Femminicidio #11


Rabindra girò tra le mani i sandali di corda che aveva aggiustato e ne rimase soddisfatto. Poi li calzò per vedere se si adattavano bene ai piedi o se gli davano qualche fastidio.
Infine si alzò, completamente nudo nel freddo sole dell’Himalaya. Quei sandali di corda erano il suo vestito da almeno cinque anni. Si stupì di andarne fiero, come se si fosse servito direttamente da Gucci o Armani. Poi prese la forcola e si avviò al lavoro quotidiano.
Più o meno cinque anni. Sì, grosso modo, perché per lui il tempo non ha mai avuto un grande significato. Un anno o un secondo non contano nulla di fronte all’unico istante nel quale comprendi il senso della tua vita. Aveva contato in modo approssimativo gli anni riandando con la memoria agli inverni passati e al nome che aveva dato a ciascuno: il gran freddo, i vagabondi, gli uccelli affamati, la neve sottile, la prima strada.
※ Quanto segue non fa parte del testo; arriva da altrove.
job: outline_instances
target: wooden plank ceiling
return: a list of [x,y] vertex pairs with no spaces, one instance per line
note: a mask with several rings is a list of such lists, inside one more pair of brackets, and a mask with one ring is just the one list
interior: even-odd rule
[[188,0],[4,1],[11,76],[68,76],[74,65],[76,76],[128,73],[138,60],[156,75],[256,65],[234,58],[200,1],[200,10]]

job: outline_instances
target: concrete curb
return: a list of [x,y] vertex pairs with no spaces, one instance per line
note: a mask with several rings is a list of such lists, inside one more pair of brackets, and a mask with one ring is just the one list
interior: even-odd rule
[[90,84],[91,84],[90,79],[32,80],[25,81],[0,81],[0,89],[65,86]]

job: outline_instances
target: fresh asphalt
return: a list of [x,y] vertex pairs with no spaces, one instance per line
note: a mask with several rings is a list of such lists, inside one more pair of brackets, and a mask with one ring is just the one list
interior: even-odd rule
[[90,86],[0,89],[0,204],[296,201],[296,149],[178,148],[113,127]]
Grosso modo quindi da cinque anni lavorava a quella strada, un tempo semi abbandonata, ne aveva allargato le corsie, rinforzato il ponte di corde che attraversava il torrente incassato tra le rocce. Buffo che un ingegnere informatico, quale lui era, dedicasse la propria vita a strade e ponti. E a tessere i propri sandali, sorrise. Buffo e difficile da prevedere quando trenta anni prima era partito dalla sua città natale, nel Guayarat meridionale, per andare a studiare in America.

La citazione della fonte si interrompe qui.